Пьерпаоло Мазони обладал искрометным талантом, но, как и многих незаурядных людей, его порой осаждали демоны уныния. Причину этого он хранил в тайне, и мало кто знал о ней. В мастерской не говорили о его прошлом, но в городе кое-кто рассказывал историю о том, как Мазони пожизненно заточили в подземельях тюрьмы Финке за некое страшное преступление и как сам Лоренцо Медичи вытащил его оттуда. Некоторые называли его беглецом и дезертиром; были и те, кто уверял, будто Мазони принадлежал к еретической секте Братьев свободного духа, вместе с географом Тосканелли, философом Марсилио Фичино, поэтами Полициано и Кристофоро Ландино, а также многочисленными византийскими эрудитами, спасшимися в Италии от страшного султана Мехмета II. Византийцы, избежавшие кровавой расправы, будто бы привезли с собой целые связки рукописей: в них заключалась вся греческая наука и философия от Фалеса Милетского до Аристотеля, а еще изгнанники питали подозрительную склонность к новомодному искусству геометрии. Многие почтенные христиане, мирно преподававшие под защитой цехового права, не выносили этих новоприбывших, которым благоволили крупнейшие флорентийские меценаты. На греков нередко поступали анонимные доносы с обвинениями в идолопоклонничестве, содомии и святотатстве.

По всему городу стояли внушающие страх buchi della veritá – нечто вроде каменных ящиков с медным верхом, куда опускались доносы. Настоятели монастырей ежедневно вынимали их и вручали государственным чиновникам. До мальчика доходили слухи о том, что сколько-то лет назад Мазони оказался под угрозой отлучения от Церкви, подвергся пыткам и что тело его до сих пор хранит отметины от раскаленного железа. Лука не осмеливался спрашивать учителя об этом, но подслушанные обрывки двух-трех разговоров позволяли предположить, что слухи были недалеки от истины.

– В страдании есть мрак, – говорил однажды Мазони, стоя перед «Страшным судом» своего ученика Пьетро Вануччи, прозванного Перуджино. – От страдания у человека загорается что-то внутри, как и от наслаждения, но с другим смыслом. Это отрицание всего. Это верх опьянения, но только другого – его можно прочесть в глазах приговоренных, святых или еретиков. Во время пытки словно оказываешься под действием колдовских трав. В голове разом проносится все, что ты читал или слышал. Ты не только признаешься в том, чего требует инквизитор, – ты выкладываешь все, что, по-твоему, он хотел бы услышать. Это самая ужасная связь… Есть вещи, которые мне хорошо известны…

То были не пустые слова: страх проникает в самые отдаленные уголки сознания, точно сумасшедший ветер, от которого меняется настроение, появляются провалы в памяти, замутняется восприятие реальности.
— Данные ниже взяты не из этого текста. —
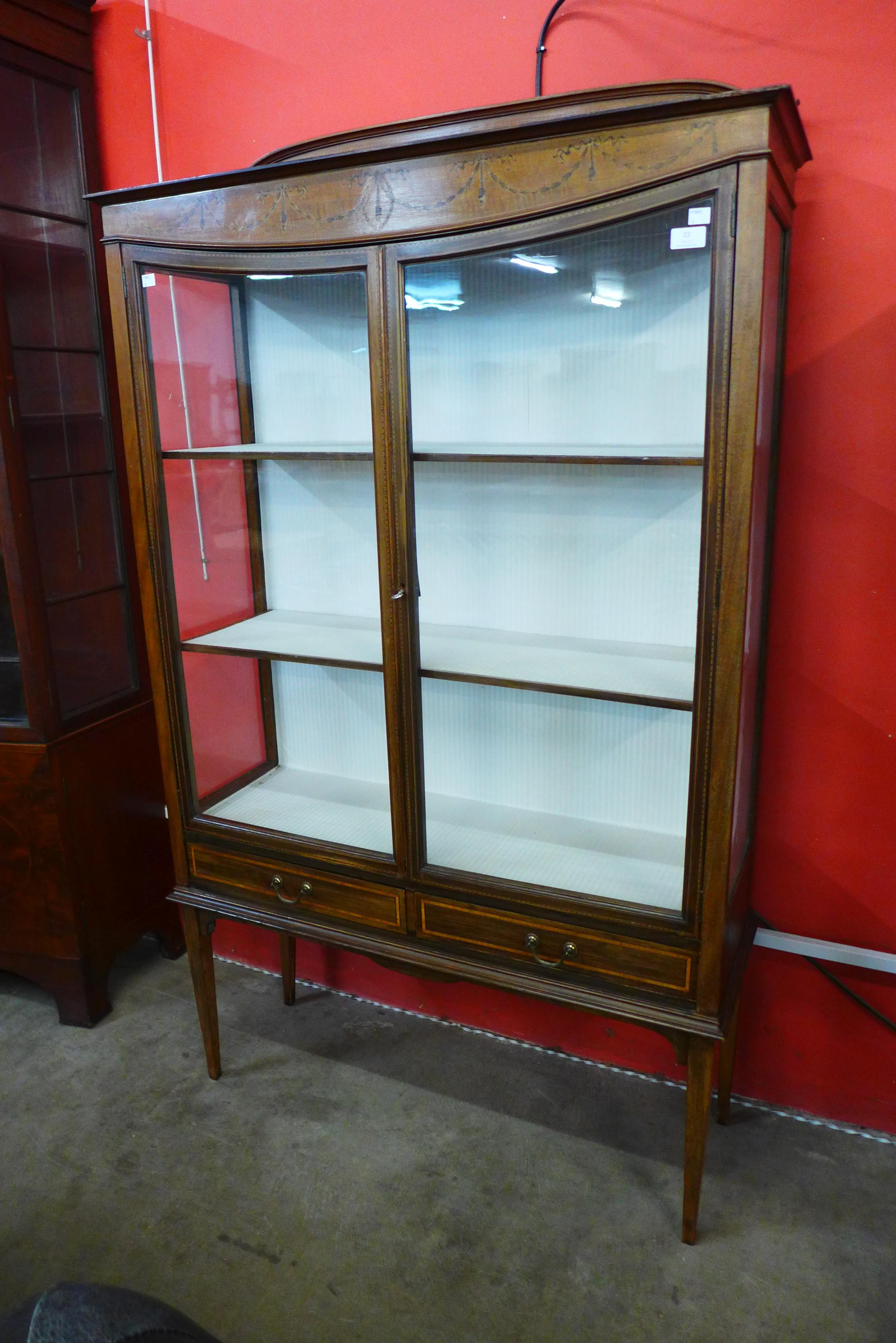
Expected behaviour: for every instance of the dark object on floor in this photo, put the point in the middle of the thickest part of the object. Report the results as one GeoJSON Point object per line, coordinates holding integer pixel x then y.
{"type": "Point", "coordinates": [84, 1313]}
Так или иначе, бывало, что печальным туманным утром учитель впадал в непонятное расстройство, отнимавшее у него всякое желание жить. Исчезало присущее ему отменное чувство юмора, и Мазони погружался в глухое молчание, словно из-за душевной боли все меркло у него перед глазами. Проходили дни, порой недели, прежде чем он вновь делался разговорчивым. В худшие моменты казалось, будто он связан с миром столь тонкими нитями, что порвать их может простая перемена позы во сне, – как если бы, заснув, он блуждал по царству мрачных предвестий. Тогда Мазони просыпался, еле дыша, с потухшими глазами. Единственное, что в таких случаях могло слегка успокоить учителя, – это трехдневное пребывание в «Кампане», где какая-нибудь сострадательная куртизанка прогоняла тяжелые воспоминания курениями из лавра и восточных трав.

Среди тех, кто продавал любовь за четыре лиры, были женщины из всех уголков Европы: сицилийки, крутящие задом перед каждым, кто шел за ними следом, полнотелые немки, бургундки в платьях с глубоким вырезом и даже беглые рабыни, чуть ли не таявшие в воздухе, когда скидывали платье, но готовые лечь под любого простоватого выпивоху, который желал утолить похоть здесь и сейчас. Скрип кроватных пружин и громкие крики девиц – казалось, что их режут, – возбуждали клиентов настолько, что ни один, пьяный или трезвый, не мог уйти, не отведав женских прелестей.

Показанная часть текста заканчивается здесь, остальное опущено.